Since it is also an alpha-reductase blocker, saw palmetto is regarded as a natural alternative to finasteride. Many studies in mice have shown evidence of hair growth with saw palmetto supplementation, but in humans, a good study proving that is still lacking.
Even though some hair growth level has been documented in androgenetic alopecia, it is still significantly inferior to finasteride. A hundred men with AGA were treated with 320 mg of oral saw palmetto extract or 1 mg of oral finasteride daily for 2 years. 68% of patients experienced hair growth in the finasteride group, as compared to 38% in the saw palmetto group .
Even though the action mechanism is unclear, saw palmetto has also shown some promise in telogen effluvium, but large-scale data is still missing.
Marine proteins have recently gained a lot of interest in hair growth supplements.
Marine proteins in multiple studies have shown a potential to increase the hair growth and hair thickness by thickening the vellus hair diameter, as well as a reduction in the shedding resulting in an increase in total hair count and total hair density with minimum to no reported side effects .
It can be used as a complementary therapy in both telogen effluvium and androgenetic alopecia in males and females.
A word of caution: aimless supplementation could be dangerous
Hair supplements do not require a doctor’s prescription. But make sure you are consulting a doctor for a deficiency check and diagnosis before you decide which supplements to take. Indiscriminate supplementation could be expensive, useless, and sometimes even dangerous. For example:
There are reports of selenium toxicity following intake of hair supplements . Selenium toxicity can result in hair loss, memory problems, gastrointestinal symptoms, and skin blistering.

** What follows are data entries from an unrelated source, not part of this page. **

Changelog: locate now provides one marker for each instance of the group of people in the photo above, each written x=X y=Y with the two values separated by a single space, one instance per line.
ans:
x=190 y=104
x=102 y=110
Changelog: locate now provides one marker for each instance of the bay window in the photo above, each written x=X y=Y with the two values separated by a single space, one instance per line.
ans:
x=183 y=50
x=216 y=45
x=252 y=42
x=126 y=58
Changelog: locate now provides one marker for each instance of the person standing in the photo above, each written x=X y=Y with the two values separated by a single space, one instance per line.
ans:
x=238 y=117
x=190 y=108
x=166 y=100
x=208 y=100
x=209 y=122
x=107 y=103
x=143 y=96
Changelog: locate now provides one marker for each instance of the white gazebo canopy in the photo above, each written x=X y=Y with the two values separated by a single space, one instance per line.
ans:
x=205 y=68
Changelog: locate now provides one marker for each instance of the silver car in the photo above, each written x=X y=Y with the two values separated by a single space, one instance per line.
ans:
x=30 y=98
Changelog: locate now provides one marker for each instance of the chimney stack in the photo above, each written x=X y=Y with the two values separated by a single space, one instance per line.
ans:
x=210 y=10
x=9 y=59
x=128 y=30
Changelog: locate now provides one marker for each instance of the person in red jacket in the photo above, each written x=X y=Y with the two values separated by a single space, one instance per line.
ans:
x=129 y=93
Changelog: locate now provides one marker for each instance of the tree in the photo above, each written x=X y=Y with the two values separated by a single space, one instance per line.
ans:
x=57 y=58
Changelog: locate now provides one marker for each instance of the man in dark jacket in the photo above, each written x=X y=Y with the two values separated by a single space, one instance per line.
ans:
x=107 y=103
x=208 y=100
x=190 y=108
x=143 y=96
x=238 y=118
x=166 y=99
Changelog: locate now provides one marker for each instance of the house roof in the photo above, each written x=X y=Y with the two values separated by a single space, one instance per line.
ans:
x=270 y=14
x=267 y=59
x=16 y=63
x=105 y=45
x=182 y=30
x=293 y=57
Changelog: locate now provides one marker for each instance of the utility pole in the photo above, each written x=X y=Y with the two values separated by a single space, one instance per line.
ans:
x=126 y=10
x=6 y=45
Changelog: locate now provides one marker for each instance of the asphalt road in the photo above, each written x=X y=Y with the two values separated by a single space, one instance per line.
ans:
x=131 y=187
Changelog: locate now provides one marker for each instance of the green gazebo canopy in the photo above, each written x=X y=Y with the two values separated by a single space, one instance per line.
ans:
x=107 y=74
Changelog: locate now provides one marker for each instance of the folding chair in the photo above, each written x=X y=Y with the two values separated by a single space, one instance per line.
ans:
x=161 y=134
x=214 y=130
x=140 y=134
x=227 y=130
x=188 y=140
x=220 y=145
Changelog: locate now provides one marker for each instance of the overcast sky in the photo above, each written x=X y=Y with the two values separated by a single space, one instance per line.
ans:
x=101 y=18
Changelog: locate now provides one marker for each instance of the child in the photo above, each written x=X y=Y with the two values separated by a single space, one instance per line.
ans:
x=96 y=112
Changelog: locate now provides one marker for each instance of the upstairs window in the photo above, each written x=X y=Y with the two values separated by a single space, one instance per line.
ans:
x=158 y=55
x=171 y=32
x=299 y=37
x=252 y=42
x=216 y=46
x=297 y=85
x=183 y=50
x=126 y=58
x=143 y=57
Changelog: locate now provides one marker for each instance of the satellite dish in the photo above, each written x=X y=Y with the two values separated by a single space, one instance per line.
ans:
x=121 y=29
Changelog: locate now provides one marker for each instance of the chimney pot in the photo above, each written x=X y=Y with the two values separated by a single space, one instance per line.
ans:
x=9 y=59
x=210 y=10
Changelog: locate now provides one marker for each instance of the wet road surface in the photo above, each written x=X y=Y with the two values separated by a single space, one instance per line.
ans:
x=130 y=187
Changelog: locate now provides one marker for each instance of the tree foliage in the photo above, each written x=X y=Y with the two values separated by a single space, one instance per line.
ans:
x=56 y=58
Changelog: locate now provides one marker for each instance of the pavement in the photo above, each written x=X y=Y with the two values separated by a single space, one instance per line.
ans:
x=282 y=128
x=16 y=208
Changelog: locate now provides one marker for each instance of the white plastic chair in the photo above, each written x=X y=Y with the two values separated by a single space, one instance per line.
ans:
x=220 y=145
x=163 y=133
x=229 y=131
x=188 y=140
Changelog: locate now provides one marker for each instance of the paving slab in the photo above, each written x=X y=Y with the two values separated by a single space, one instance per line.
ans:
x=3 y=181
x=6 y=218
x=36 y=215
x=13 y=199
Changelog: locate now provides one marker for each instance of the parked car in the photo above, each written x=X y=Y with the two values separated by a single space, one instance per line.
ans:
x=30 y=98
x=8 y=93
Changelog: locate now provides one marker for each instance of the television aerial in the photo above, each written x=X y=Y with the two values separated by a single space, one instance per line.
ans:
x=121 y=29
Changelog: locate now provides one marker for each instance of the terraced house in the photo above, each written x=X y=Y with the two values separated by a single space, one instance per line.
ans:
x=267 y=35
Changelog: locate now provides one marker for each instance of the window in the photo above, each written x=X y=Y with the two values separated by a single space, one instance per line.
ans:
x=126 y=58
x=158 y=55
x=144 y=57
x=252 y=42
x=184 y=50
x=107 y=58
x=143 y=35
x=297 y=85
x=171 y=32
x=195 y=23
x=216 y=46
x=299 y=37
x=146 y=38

Biotin supplementation for hair loss is most widespread, and most have the notion that biotin since it is water-soluble, is a harmless supplement. This is unfortunately not the case.
An FDA warning says that biotin supplements could interfere with your blood results. It could cause blood to show low troponin levels, which is a marker of a heart attack and can delay the diagnosis and management.
Biotin could even cause misdiagnosis of thyroid disorders due to altered thyroid hormones in the blood. If you have planned a thyroid test, make sure to skip your biotin supplements at least 3 days before the test, especially if you are taking more than 10 mg a day.
Biotin can also alter the hCG levels in blood and urine and may result in a false negative pregnancy test.
Excessive intake of Vitamin A and E can also result in increased hair loss.
There are reports of hormonal side effects with saw palmetto, although rarer and less in intensity than finasteride, like enlargement of breasts in males, loss of libido, etc. Saw palmetto could reduce the prostate cancer marker levels in the blood, resulting in a delay in the diagnosis.
Navigating through the huge market of hair supplements may not be easy. But the good news is, you do not need to. Unless a deficiency is suspected or proven in blood tests, nutritional supplements would hardly cure your hair loss. Some supplements like marine proteins or fatty acids may play a supportive role, but they are in no way a substitute for primary therapy.
Indiscriminate supplementation comes with its own risks of side effects and is thus highly discouraged. If you consider boosting your hair loss therapy with a nutritional supplement, speak to a doctor first to choose the right one for you.